# palafox pier?



## Redneckracoon (Jun 8, 2011)

Never been there, heard something about king macks so can someone tell me what the deal is over there? Fees? Where it is? What's biting? Thanks to all


----------



## Pomponius Maximus (Apr 12, 2013)

End of Palafox street in Pensacola,on the bay,..its not a walk out pier like Pensacola pier. Its a deep water commercial and recreational dock on the bay. 
Doubt you catch a King there,but possible I guess.....there are Spanish,reds,ribbon fish and white trout caught. Some people fish all night,its pretty well lit,.....no fees.


----------



## JD7.62 (Feb 13, 2008)

Its a great place for BIG kings and they are commonly caught there.

Starting in late September balloon out a big live menhaden and hold on! The bite will last until about mid to late October and then the kings will return to the Gulf.


----------



## PierGoogan (Jul 9, 2014)

Yall talking about here?


----------



## Redneckracoon (Jun 8, 2011)

What kind of bait hangs out there?


----------



## fairpoint (May 9, 2013)

Redneckracoon said:


> What kind of bait hangs out there?


It's best if you bring some.....maybe a school of mullet or two is all I've ever seen as bait there....white trout are also an option for a big mack bite or a shark or a jack Crevalle.....


----------



## Redneckracoon (Jun 8, 2011)

Thinking about going there on Monday to see what it looks like.. is it worth it to try for some fish?


----------



## panhandleslim (Jan 11, 2013)

Red, Go back and read the previous posts. Not much good until late September till late Oct


----------



## Redneckracoon (Jun 8, 2011)

Thanks to all


----------



## PierGoogan (Jul 9, 2014)

panhandleslim said:


> Red, Go back and read the previous posts.
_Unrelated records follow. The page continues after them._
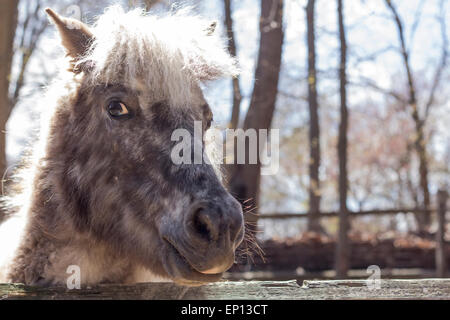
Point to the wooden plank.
(304, 215)
(260, 290)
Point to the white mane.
(171, 54)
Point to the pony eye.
(118, 110)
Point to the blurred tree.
(342, 250)
(314, 127)
(245, 178)
(420, 118)
(8, 24)
(235, 81)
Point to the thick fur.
(98, 192)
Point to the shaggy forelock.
(169, 54)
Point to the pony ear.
(75, 35)
(211, 28)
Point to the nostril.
(204, 226)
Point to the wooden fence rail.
(330, 214)
(253, 290)
(440, 211)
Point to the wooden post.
(441, 262)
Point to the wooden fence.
(440, 211)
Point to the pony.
(100, 191)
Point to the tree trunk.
(342, 252)
(245, 178)
(423, 220)
(8, 24)
(314, 127)
(235, 81)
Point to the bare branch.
(442, 64)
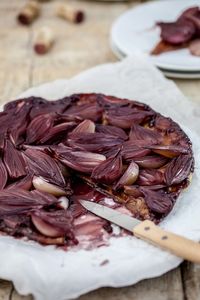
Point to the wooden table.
(77, 48)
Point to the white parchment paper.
(51, 274)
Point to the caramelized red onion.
(151, 161)
(18, 201)
(109, 170)
(3, 175)
(13, 161)
(157, 201)
(169, 151)
(112, 130)
(125, 117)
(23, 183)
(150, 177)
(86, 111)
(178, 169)
(53, 224)
(57, 133)
(38, 127)
(139, 133)
(129, 176)
(43, 185)
(94, 142)
(130, 151)
(87, 126)
(80, 161)
(133, 190)
(45, 166)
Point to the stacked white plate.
(135, 32)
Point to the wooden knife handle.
(171, 242)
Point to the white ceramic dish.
(135, 32)
(167, 73)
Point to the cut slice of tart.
(86, 146)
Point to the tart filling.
(101, 148)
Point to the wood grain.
(77, 48)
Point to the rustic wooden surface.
(77, 48)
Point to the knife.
(148, 231)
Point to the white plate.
(167, 73)
(134, 32)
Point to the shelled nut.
(29, 13)
(70, 13)
(44, 40)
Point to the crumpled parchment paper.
(51, 274)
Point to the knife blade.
(148, 231)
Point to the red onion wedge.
(157, 201)
(178, 169)
(150, 177)
(94, 142)
(23, 183)
(125, 117)
(112, 130)
(149, 136)
(57, 133)
(45, 166)
(86, 111)
(151, 161)
(109, 170)
(169, 150)
(81, 161)
(86, 126)
(3, 175)
(13, 161)
(38, 128)
(130, 151)
(53, 224)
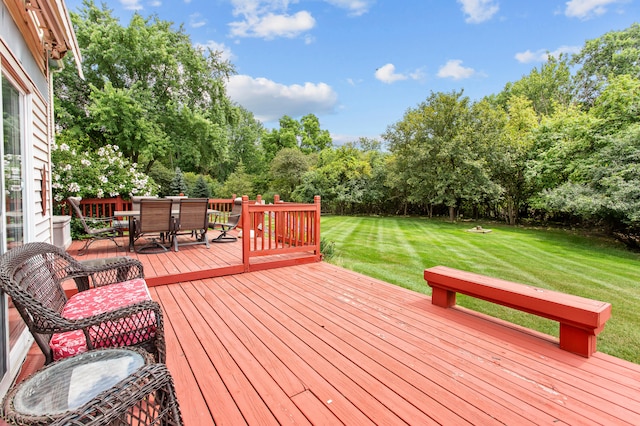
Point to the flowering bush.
(103, 173)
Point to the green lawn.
(398, 249)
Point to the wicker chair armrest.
(59, 324)
(121, 312)
(125, 269)
(113, 405)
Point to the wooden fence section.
(273, 235)
(280, 228)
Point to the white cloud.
(225, 52)
(355, 7)
(585, 9)
(478, 11)
(131, 4)
(454, 69)
(269, 100)
(542, 55)
(268, 19)
(387, 74)
(272, 25)
(196, 20)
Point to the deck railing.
(280, 228)
(271, 229)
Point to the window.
(12, 134)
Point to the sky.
(359, 65)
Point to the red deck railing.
(268, 230)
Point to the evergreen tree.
(178, 185)
(201, 189)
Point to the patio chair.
(135, 201)
(232, 222)
(156, 222)
(111, 309)
(100, 229)
(192, 220)
(135, 206)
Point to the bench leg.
(578, 341)
(442, 297)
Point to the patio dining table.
(136, 213)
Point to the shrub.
(102, 173)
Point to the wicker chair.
(33, 276)
(103, 228)
(233, 220)
(193, 220)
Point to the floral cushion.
(104, 299)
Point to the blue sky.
(358, 65)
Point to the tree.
(287, 169)
(239, 183)
(147, 89)
(513, 149)
(444, 160)
(615, 53)
(178, 185)
(201, 189)
(545, 88)
(313, 139)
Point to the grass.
(398, 249)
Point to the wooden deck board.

Not much good until late September till late Oct


is the picture i posted above what y'all are talking about? I would've never guessed you catch anything there.


----------



## Redneckracoon (Jun 8, 2011)

Pier googan I'm pretty sure that's it


----------



## fishmagician (Jun 4, 2014)

When I lived in Navarre Beach in '95 and while in P'Cola I'd walk down there to see what was going on. I was surprised at how many big Kings and Spanish were caught there. Try it, follow the instructions the guys above have given you and you should do well, also read the article that opens this forum...good detailed goodies there.


----------



## Caddy Yakker (May 21, 2011)

Yeah thats it. There usually are no boats parked there. I used to fish there all the time in the fall before I started kayak fishing out there.

Most people net up some big live menhaden and put them in a live well in the back of a truck and bring them out there and float them out under a balloon. Don't go out there with braided line the regulars will hate because it won't sit in the water the same as mono and can cut their mono if the is a tangle in a heart beat.

Another option is to go out there at night and catch ribbon fish. Just do what the asians are doing and you will catch them most of the time. Then at daylight put 3 or four treble hooks in that ribbon fish and throw it out under a cork. It does not have to be far because they often hit 5 ft from the pier.

Good luck! I have seen some BIG kings hit the deck out there.


----------